Für E-Autos gibt es eine Ladesäule am Campus Nord, Vogelpothsweg.

Direkt auf dem Campus Nord befindet sich die S-Bahn-Station „Dort­mund Uni­ver­si­tät“. Von dort fährt die S-Bahn-Linie S1 im 20- oder 30-Minuten-Takt zum Hauptbahnhof Dort­mund und in der Gegenrichtung zum Hauptbahnhof Düsseldorf über Bochum, Essen und Duisburg. Außerdem ist die Uni­ver­si­tät mit den Buslinien 445, 447 und 462 zu erreichen. Eine Fahrplanauskunft findet sich auf der Homepage des Verkehrsverbundes Rhein-Ruhr, außerdem bieten die DSW21 einen interaktiven Liniennetzplan an.
 

Zu den Wahrzeichen der TU Dort­mund gehört die H-Bahn. Linie 1 verkehrt im 10-Minuten-Takt zwischen Dort­mund Eichlinghofen und dem Technologiezentrum über Campus Süd und Dort­mund Uni­ver­si­tät S, Linie 2 pendelt im 5-Minuten-Takt zwischen Campus Nord und Campus Süd. Diese Strecke legt sie in zwei Minuten zurück.

Vom Flughafen Dort­mund aus gelangt man mit dem AirportExpress innerhalb von gut 20 Minuten zum Dort­mun­der Hauptbahnhof und von dort mit der S-Bahn zur Uni­ver­si­tät. Ein größeres Angebot an inter­natio­nalen Flugverbindungen bietet der etwa 60 Kilometer entfernte Flughafen Düsseldorf, der direkt mit der S-Bahn vom Bahnhof der Uni­ver­si­tät zu erreichen ist.

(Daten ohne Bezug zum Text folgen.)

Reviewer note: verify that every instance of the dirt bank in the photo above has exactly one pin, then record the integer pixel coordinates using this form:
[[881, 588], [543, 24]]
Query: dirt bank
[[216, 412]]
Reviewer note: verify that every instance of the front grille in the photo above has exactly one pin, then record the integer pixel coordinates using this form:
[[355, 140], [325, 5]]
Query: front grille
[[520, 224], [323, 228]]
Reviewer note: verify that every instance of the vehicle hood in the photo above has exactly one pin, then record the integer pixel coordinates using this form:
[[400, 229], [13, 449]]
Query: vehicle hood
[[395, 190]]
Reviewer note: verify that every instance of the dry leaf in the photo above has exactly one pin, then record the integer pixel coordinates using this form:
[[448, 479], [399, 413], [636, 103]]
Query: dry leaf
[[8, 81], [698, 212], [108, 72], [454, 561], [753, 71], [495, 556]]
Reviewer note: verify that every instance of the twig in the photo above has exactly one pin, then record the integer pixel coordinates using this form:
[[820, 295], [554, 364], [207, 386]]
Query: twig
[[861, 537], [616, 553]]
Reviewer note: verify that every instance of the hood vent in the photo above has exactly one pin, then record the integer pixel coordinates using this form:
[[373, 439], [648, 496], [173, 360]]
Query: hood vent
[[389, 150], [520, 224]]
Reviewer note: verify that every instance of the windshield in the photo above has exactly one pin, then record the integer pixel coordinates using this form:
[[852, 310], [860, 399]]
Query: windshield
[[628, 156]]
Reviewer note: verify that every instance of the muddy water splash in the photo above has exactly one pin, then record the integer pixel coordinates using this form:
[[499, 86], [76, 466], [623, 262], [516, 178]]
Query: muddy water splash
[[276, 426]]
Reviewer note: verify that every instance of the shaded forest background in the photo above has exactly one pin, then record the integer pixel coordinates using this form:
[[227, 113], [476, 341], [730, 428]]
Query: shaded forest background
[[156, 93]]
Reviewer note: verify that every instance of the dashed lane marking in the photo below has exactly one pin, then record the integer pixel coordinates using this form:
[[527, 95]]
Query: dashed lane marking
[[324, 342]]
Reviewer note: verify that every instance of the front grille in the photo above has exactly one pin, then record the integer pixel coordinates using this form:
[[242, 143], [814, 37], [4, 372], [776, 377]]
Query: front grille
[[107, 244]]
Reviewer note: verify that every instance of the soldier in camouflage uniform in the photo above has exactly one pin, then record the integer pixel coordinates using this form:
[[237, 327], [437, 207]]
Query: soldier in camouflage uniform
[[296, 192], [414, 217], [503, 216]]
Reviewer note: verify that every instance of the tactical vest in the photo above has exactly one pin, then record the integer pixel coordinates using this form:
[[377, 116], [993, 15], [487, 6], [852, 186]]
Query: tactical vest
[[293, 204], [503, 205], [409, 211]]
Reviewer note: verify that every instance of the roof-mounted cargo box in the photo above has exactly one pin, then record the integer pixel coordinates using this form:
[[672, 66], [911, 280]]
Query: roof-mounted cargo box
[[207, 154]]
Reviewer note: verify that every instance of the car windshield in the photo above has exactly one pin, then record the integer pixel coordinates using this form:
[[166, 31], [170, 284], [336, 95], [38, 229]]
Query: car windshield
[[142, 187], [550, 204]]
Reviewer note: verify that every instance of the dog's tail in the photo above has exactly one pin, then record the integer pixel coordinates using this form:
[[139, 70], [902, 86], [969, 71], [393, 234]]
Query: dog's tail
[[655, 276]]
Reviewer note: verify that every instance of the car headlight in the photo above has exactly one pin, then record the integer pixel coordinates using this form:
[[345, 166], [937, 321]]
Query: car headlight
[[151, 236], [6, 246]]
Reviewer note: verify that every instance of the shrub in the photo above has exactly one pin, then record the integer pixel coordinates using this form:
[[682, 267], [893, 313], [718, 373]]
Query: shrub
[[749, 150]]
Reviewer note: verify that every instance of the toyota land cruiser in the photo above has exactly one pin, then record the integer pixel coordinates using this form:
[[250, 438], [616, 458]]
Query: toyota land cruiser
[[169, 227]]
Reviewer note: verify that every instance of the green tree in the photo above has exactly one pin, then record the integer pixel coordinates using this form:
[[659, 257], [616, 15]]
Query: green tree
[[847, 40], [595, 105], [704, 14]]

Die Ein­rich­tun­gen der TU Dort­mund verteilen sich auf den größeren Campus Nord und den kleineren Campus Süd. Zudem befinden sich einige Bereiche der Hoch­schu­le im angrenzenden Technologiepark. Genauere In­for­ma­ti­onen können Sie den Lageplänen entnehmen.